Not just a social chronicler, McDarrah was a great photo-journalist. He photographed the still-smoldering ruins of the Weather Underground bomb factory on W. 12th Street. His unerring eye for gesture and detail caught lawyer Roy Cohn whispering what appeared to be tough orders in the ear of a young Donald Trump.
For years, McDarrah was the Voice's only photographer and, for decades, he ran the Voice’s photo department, where he helped train dozens of young photographers, including James Hamilton, Sylvia Plachy, Robin Holland and Marc Asnin. His mailbox was simply marked "McPhoto."
An exhibit of McDarrah’s photos of artists presented last year by the Steven Kasher Gallery in Chelsea was hailed by The New York Times as “a visual encyclopedia of the era’s cultural scene.” It included candid shots of Janis Joplin, artist Jasper Johns, and avant-garde artist Charlotte Moorman.
Wayne Barrett Remembers McDarrah
In the days when politicians routinely let reporters and photographers inside their fundraising extravaganzas, Fred McDarrah never missed a fat cat with a fork or a knife in his hand. He got his camera right under their double chins. If they waved him away in anger, he took an extra shot. He circled the world of New York politics with me for two decades, responding to every brusque rejection with an irresistible charm and a grin wider than his lens. It wasn't just that Fred loved to photo the New York predator class and their political prey, he understood who they were and what they wanted. He collected names and public price tags as well as pictures. I remember standing with him in the rain outside Studio 54 for the birthday party of that infamous fixer Roy Cohn as we rushed toward every opening limo door, squeezing the story out of the street. I remember stakeouts that dragged on for hours and his edgy exuberance, a kid-like quality he carried with his camera into his 70s. Fred loved his town and his craft and his era and his family, and he has left a legacy of prints unparalleled in our time.

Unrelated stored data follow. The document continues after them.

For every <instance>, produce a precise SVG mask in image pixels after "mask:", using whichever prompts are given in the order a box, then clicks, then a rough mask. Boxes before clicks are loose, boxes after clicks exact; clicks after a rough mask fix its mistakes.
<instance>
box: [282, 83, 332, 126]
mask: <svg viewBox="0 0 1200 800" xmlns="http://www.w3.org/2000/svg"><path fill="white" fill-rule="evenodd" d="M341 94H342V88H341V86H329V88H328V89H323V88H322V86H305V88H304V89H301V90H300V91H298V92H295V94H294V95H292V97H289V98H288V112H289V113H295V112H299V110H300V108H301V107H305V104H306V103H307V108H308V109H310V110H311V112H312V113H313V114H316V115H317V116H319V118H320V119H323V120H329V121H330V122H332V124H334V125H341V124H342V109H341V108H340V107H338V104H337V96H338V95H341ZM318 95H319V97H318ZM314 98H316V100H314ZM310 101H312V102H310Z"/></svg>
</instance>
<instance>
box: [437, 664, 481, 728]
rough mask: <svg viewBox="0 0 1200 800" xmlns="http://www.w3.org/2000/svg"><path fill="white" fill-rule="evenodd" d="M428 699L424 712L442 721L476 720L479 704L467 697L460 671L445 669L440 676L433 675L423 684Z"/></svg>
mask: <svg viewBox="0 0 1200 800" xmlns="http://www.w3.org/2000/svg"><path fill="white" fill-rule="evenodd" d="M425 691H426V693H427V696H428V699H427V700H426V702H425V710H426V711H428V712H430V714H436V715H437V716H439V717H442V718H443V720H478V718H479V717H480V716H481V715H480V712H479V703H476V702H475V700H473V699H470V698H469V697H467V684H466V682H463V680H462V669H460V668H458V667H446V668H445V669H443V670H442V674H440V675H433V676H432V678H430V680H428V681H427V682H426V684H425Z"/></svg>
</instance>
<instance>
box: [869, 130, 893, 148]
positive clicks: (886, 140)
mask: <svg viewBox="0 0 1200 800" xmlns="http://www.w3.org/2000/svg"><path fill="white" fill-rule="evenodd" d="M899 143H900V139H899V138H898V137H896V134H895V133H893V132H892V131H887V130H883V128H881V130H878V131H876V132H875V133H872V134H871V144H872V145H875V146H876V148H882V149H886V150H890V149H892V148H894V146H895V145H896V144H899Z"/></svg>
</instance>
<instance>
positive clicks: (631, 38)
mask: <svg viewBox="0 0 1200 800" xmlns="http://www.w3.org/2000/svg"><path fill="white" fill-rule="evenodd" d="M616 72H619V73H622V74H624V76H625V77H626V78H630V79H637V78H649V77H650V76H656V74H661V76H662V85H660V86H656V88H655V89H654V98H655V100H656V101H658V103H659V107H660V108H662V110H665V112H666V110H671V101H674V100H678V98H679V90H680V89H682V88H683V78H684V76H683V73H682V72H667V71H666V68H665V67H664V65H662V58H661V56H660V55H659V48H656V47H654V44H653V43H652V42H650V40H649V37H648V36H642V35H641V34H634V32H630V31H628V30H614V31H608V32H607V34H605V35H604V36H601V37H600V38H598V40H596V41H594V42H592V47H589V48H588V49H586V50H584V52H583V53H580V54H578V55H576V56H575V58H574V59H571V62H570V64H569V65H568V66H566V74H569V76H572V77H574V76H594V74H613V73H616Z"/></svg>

J. Hoberman Remembers McDarrah
Like anyone who ever looked at the Village Voice during the ‘60s, I was familiar with Fred McDarrah's world—long before I met him. Fred spent that decade (and three more) documenting the city’s be-ins, demonstrations, peace marches, happenings, free concerts, coffee-house readings, loft performances, jazz bars, and underground movie emporia, not to mention the flotsam and jetsam of Sheridan Square, Bleecker Street, Avenue C, St Marks Place, and the Bowery. He was a real newspaper guy and a genuine historian of his times. His street and studio portraits of downtown artists, avant-garde luminaries, local pols and boho celebs were often definitive.
Fred was a feisty, wiry Son of Brooklyn who knew how to get to the front of a crowd, hold onto his light, and make the most of any given situation. In 1960, he invented a sort of human catering service called Rent-a-Beatnik. Did I say he was feisty? Fred wrote irate letters to the Voice editor both before and after he became the paper’s staff photographer. (A proud populist, he always took regular issue with film critic Andrew Sarris’s annual ten best lists.) Fred was free with friendly counsel and fiercely protective of his work, as I learned when I, as Village Voice greenhorn, I asked him on behalf of an avant-garde filmmaker friend, if she could use one of his best known photographs in her movie. Fred lost his smile and gave me an earful. (I considered it career advice.) And he was right, the work he furnished the Voice for pennies was only going to grow more valuable. Fred may have been a terrific journalist but, as he’d have been the first to tell you, he wasn’t a hippie.